The Supreme Court legalizing gay marriage is forcing state agencies and colleges in Georgia to do what they refused to do on their own: grant benefits to gay couples. Even progressive Decatur is figuring out how to be a little gayer.
On Tuesday, the state made it clear to its more than 90,000 employees across Georgia that same-sex spouses are now eligible for all employment benefits – all those benefits they couldn't receive a day before the historic ruling.
When she distributed the info, Sherry Landry, assistant fiscal officer for the General Assembly, offered these paragraphs:
On Friday, June 26, 2015, the U.S. Supreme Court issued a ruling that requires all states to recognize marriages between two people of the same sex when their marriage was lawfully licensed in Georgia or another state.
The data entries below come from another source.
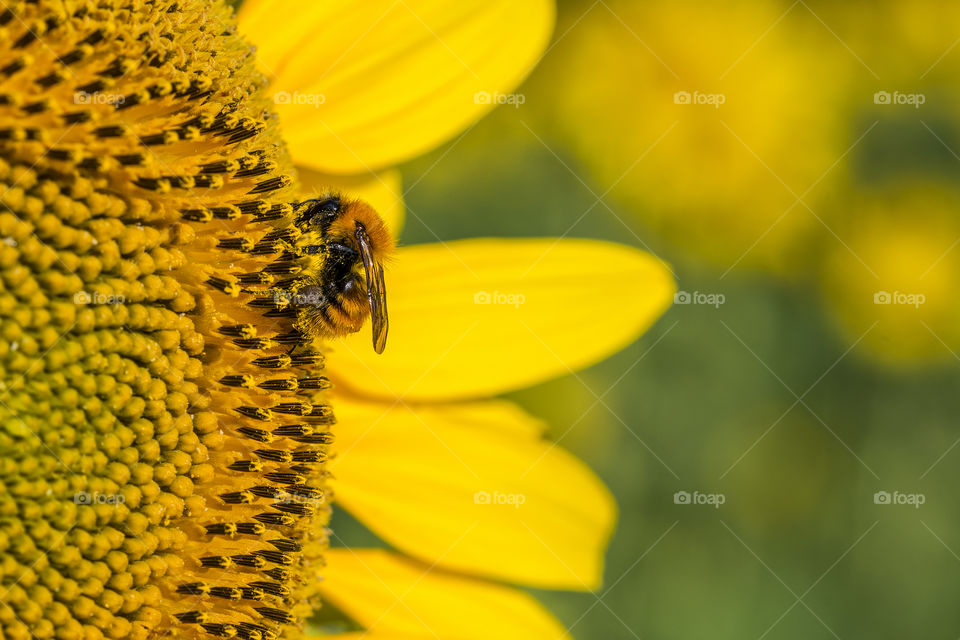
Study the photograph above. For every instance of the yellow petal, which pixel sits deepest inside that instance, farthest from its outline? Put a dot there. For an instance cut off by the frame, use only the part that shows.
(474, 489)
(364, 84)
(391, 594)
(383, 190)
(476, 318)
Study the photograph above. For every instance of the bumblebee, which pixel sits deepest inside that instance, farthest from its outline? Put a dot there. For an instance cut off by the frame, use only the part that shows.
(347, 286)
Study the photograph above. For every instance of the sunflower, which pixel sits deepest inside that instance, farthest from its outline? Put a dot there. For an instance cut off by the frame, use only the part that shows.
(167, 455)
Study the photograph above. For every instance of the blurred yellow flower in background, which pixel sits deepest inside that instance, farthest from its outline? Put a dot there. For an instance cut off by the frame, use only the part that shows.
(896, 282)
(711, 151)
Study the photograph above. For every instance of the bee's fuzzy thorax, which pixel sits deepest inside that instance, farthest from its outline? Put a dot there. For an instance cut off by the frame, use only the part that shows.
(360, 211)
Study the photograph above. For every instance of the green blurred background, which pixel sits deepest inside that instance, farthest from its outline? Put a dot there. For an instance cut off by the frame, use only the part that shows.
(799, 198)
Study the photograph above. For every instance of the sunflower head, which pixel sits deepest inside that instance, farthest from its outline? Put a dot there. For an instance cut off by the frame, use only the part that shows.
(163, 431)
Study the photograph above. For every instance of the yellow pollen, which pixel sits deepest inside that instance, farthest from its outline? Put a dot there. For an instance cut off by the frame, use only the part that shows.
(163, 429)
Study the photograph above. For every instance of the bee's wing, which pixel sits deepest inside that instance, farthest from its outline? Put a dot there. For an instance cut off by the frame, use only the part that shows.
(376, 291)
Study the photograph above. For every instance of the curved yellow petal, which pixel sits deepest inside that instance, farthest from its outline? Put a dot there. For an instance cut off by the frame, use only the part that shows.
(364, 84)
(390, 594)
(476, 318)
(473, 489)
(383, 190)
This decision requires states to recognize same sex marriages to the same extent that they recognize marriages between a man and a woman
Governor Deal has confirmed that Georgia will follow the federal law, and Attorney General Olens has instructed state agencies to ensure their practices conform to the law.
This memorandum addresses employment benefits that will now be made available to all spouses of employees of the State of Georgia in accordance with the Supreme Court’s ruling.
Gov. Nathan Deal doesn't get credit for much when it comes to LGBT equality. But he and Attorney General Sam Olens made it clear that even though they don't agree with marriage equality, they won't defy the Supreme Court ruling. Unlike Texas and Alabama.
The ruling is also prompting UGA and its parent, the University System of Georgia, to offer benefits to same-sex couples. That's something UGA President Jere Morehead rejected in the past.
Same-sex married couples can now sign up for health insurance through the University System of Georgia.
The Board of Regents says it is working to update its plan documents, following the Supreme Court's recent ruling in favor of gay marriage.
According to the USG's website, employees with a same-sex spouse must register their change in marital status by Sept. 1.
Emory, the gayest campus in Georgia, is also "reviewing its current policy" in the wake of the court ruling, according to WABE.
And even Decatur – so gay except where it counts – want to scuttle its domestic partner benefits because gay employees can now put a ring on it, get married and get better benefits.
At Monday's City Commission meeting, officials are expected to discuss dropping the domestic partnership benefits plan that covered same-sex couples who previously couldn't marry because of Georgia’s constitutional ban. The move comes after the Supreme Court ruled in late June that state laws prohibiting same-sex marriage violated equal protection and due process under the Constitution.
Assistant City Manager Andrea Arnold says the court ruling makes the separate policies unnecessary.
“Our employees who have partners of the same sex don’t have to be part of a separate program. They can just merge right into the city’s overall benefits program,” she said.
Everyone in Georgia was getting on board with gay marriage before the ruling. Now they are following through. Let's hope Chatham County is next. Elected officials there have been a little scared of their LGBT employees.